Despite the existence of potent anti-inflammatory biological drugs e.g., anti-TNF and anti IL-6 receptor antibodies, for treating chronic inflammatory and autoimmune diseases, these are costly and not specific. Cheaper oral available drugs remain an unmet need. Expression of the acute phase protein Serum Amyloid A (SAA) is dependent on release of pro-inflammatory cytokines IL-1, IL-6 and TNF-α during inflammation. Conversely, SAA induces pro-inflammatory cytokine secretion, including Th17, leading to a pathogenic vicious cycle and chronic inflammation. 5- MER peptide (5-MP) MTADV (methionine-threonine-alanine-aspartic acid-valine), also called Amilo-5MER, was originally derived from a sequence of a pro-inflammatory CD44 variant isolated from synovial fluid of a Rheumatoid Arthritis (RA) patient. This human peptide displays an efficient anti-inflammatory effects to ameliorate pathology and clinical symptoms in mouse models of RA, Inflammatory Bowel Disease (IBD) and Multiple Sclerosis (MS). Bioinformatics and qRT-PCR revealed that 5-MP, administrated to encephalomyelytic mice, up-regulates genes contributing to chronic inflammation resistance. Mass spectrometry of proteins that were pulled down from an RA synovial cell extract with biotinylated 5-MP, showed that it binds SAA. 5-MP disrupted SAA assembly, which is correlated with its pro-inflammatory activity. The peptide MTADV (but not scrambled TMVAD) significantly inhibited the release of pro-inflammatory cytokines IL-6 and IL-1β from SAA-activated human fibroblasts, THP-1 monocytes and peripheral blood mononuclear cells. 5-MP suppresses the pro-inflammatory IL-6 release from SAA-activated cells, but not from non-activated cells. 5-MP could not display therapeutic activity in rats, which are SAA deficient, but does inhibit inflammations in animal models of IBD and MS, both are SAA-dependent, as shown by others in SAA knockout mice. In conclusion, 5-MP suppresses chronic inflammation in animal models of RA, IBD and MS, which are SAA-dependent, but not in animal models, which are SAA-independent.

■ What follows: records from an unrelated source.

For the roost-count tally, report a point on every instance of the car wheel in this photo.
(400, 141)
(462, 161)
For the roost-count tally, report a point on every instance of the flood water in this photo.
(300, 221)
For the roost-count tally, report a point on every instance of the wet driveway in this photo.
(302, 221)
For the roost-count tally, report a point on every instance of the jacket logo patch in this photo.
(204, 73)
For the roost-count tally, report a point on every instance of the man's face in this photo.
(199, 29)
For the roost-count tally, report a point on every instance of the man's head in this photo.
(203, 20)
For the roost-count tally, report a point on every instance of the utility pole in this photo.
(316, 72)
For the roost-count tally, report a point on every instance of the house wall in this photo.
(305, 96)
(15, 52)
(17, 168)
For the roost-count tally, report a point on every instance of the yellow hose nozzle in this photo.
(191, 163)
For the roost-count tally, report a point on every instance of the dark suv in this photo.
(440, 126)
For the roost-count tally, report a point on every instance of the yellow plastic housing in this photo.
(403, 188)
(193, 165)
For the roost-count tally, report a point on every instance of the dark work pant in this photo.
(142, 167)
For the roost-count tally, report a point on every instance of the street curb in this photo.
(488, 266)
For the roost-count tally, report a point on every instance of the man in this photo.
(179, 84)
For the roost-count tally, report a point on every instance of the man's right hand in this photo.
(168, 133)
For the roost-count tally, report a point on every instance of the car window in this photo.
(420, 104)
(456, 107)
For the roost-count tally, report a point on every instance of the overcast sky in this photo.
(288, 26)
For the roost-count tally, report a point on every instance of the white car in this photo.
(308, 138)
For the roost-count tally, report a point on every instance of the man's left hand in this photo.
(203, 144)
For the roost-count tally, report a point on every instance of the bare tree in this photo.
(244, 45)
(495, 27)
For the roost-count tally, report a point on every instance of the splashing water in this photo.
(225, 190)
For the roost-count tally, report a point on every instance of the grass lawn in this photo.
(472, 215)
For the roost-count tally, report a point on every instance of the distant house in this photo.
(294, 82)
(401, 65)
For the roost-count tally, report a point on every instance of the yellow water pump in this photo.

尽管存在用于治疗慢性炎症和自身免疫疾病的强效抗炎生物药物，例如抗TNF和抗IL-6受体抗体，但这些药物成本高且没有特异性。更便宜的口服药物仍然是一个未满足的需求。急性期蛋白血清淀粉样蛋白 A (SAA) 的表达依赖于炎症期间促炎细胞因子 IL-1、IL-6 和 TNF-α 的释放。相反，SAA 诱导促炎细胞因子分泌，包括 Th17，导致致病恶性循环和慢性炎症。5-MER 肽 (5-MP) MTADV（蛋氨酸-苏氨酸-丙氨酸-天冬氨酸-缬氨酸），也称为 Amilo-5MER，最初来源于从类风湿性关节炎的滑液中分离的促炎 CD44 变体序列(RA) 患者。这种人类肽显示出有效的抗炎作用，可改善 RA、炎症性肠病 (IBD) 和多发性硬化症 (MS) 小鼠模型的病理和临床症状。生物信息学和 qRT-PCR 显示，给予脑脊髓炎小鼠的 5-MP 上调导致慢性炎症抗性的基因。用生物素化的 5-MP 从 RA 滑膜细胞提取物中提取的蛋白质的质谱分析表明，它与 SAA 结合。5-MP 破坏了 SAA 组装，这与其促炎活性相关。肽 MTADV（但不是乱序的 TMVAD）显着抑制 SAA 激活的人成纤维细胞、THP-1 单核细胞和外周血单核细胞释放促炎细胞因子 IL-6 和 IL-1β。5-MP 抑制 SAA 活化细胞释放促炎性 IL-6，但不抑制非活化细胞释放。5-MP 不能在缺乏 SAA 的大鼠中显示治疗活性，但在 IBD 和 MS 的动物模型中确实抑制炎症，两者都是 SAA 依赖性的，如 SAA 敲除小鼠中的其他人所示。总之，5-MP 在依赖 SAA 的 RA、IBD 和 MS 动物模型中抑制慢性炎症，但在不依赖 SAA 的动物模型中不抑制慢性炎症。